The team has a road map for Phase II of the project with several key milestones, including completing the scalable misinformation detection system and the identification of best practices for misinformation correction. Then, they will train journalists on Course Correct and conduct randomized control trials to demonstrate the tool’s value. Next, they will introduce Course Correct to the 135 signatories of the IFCN and incorporate their feedback. Finally, the team will bring additional news organization partners on board after presenting at the Global Fact Summit.
“The thing that I’m most excited about with regard to this work is how it is effectively combining lots of elements of misinformation research, in order to maximize impact,” said Georgetown University Associate Professor Leticia Bode, a collaborator on the project and an alum of UW-Madison SJMC. “Lots of these elements – mapping misinformation networks, testing corrective information, journalistic fact checking – have been going on, but they’ve mostly operated in isolation. Combining them should significantly increase the impact this work has on actually reducing the spread of misinformation on social media.”

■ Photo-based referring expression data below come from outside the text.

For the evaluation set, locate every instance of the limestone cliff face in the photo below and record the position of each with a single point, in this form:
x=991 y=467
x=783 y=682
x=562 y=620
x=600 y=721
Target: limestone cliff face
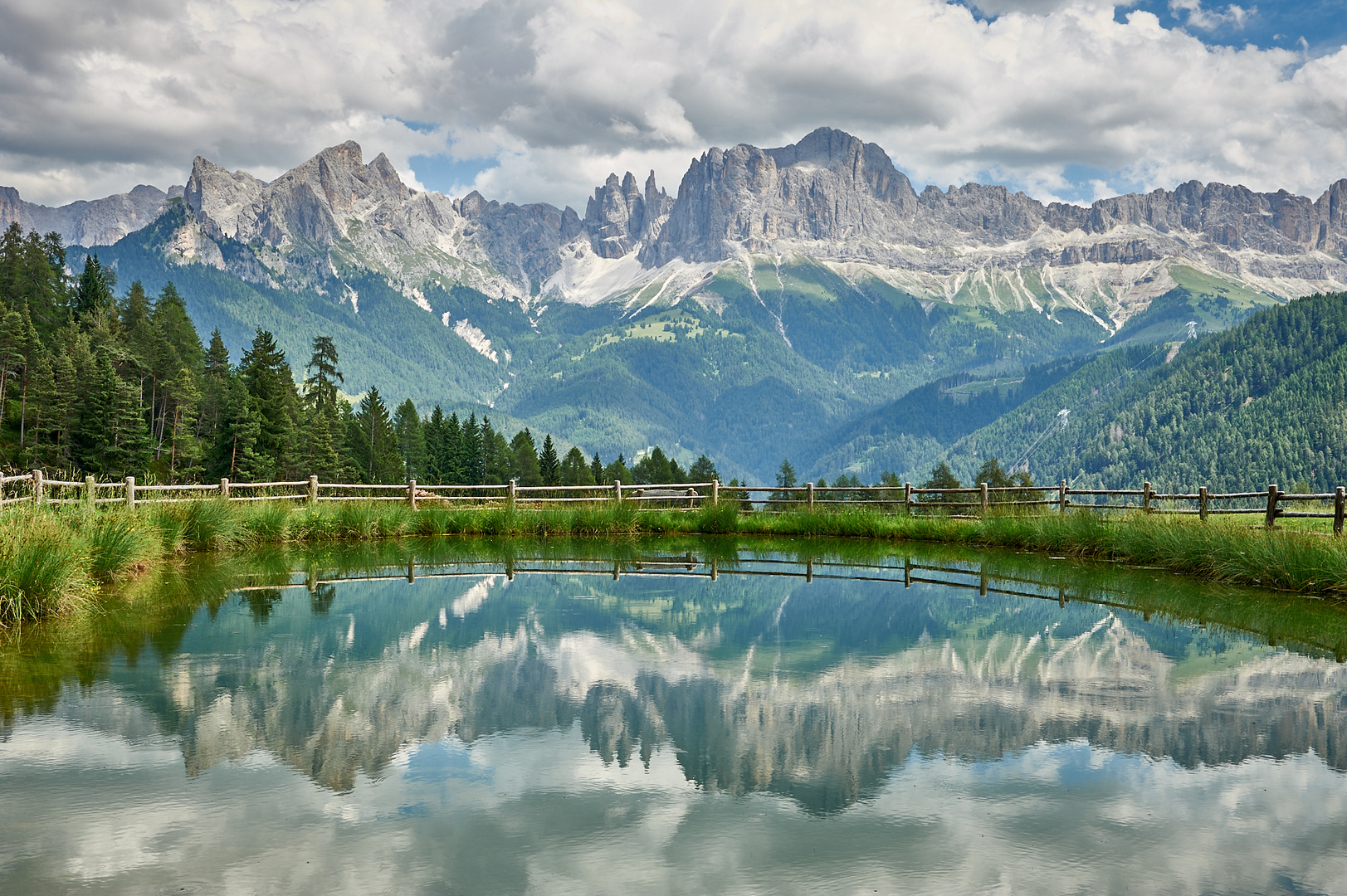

“This project is unique in adopting a convergence accelerator approach where we engage with the journalistic and fact-checking communities from the beginning and throughout the system design and testing phases,” said UW SJMC Assistant Professor Sijia Yang. “We hope to build a system that would empower those working at the frontline fighting mis- and disinformation with real-time signals to identify emerging misinformation, rapid-response A/B testing capacities and evidence-based strategies for effective correction. I am so excited to work with a dream team to address this pressing societal challenge.”
Researchers at UW-Madison include Shah, Wagner, Yang and Electrical and Computer Engineering Professor William Sethares. They will work with several collaborators from other institutions, including Borah, Bode, Kumar, Georgia Tech Associate Professor Munmun De Choudhury, University of Minnesota Associate Professor Emily Vraga, and Founder and CEO of Anchor Change Katie Harbath. Borah, Bode, Vraga and Harbath are all UW-Madison SJMC alums.
“I’m excited to work with a truly interdisciplinary team focused on practical interventions that can reduce misinformation online,” Vraga said. “The scale of the problem requires us to consider how different strategies can all intersect to help address misinformation on social media. Actively working with journalists and fact-checkers, who will be such an important part of the correction process, will help this project have a meaningful impact on the problem.”
“Combatting mis- and disinformation online is becoming a harder, not easier task to do as bad actors get more sophisticated, use more platforms and different types of content,” Harbath said. “Course Correct holds a lot of promise to help journalists spot, track and refute false narratives quickly. I’m excited the NSF has decided to fund Course Correct for Phase II, as providing tools like this will be crucial not just for the U.S. midterms, but as we go into the 2024 presidential election.”
Launched in 2019, the National Science Foundation’s Convergence Accelerator builds upon research and discovery to accelerate use-inspired convergence research into practical application. The Convergence Accelerator is making timely investments to solve high-risk societal challenges.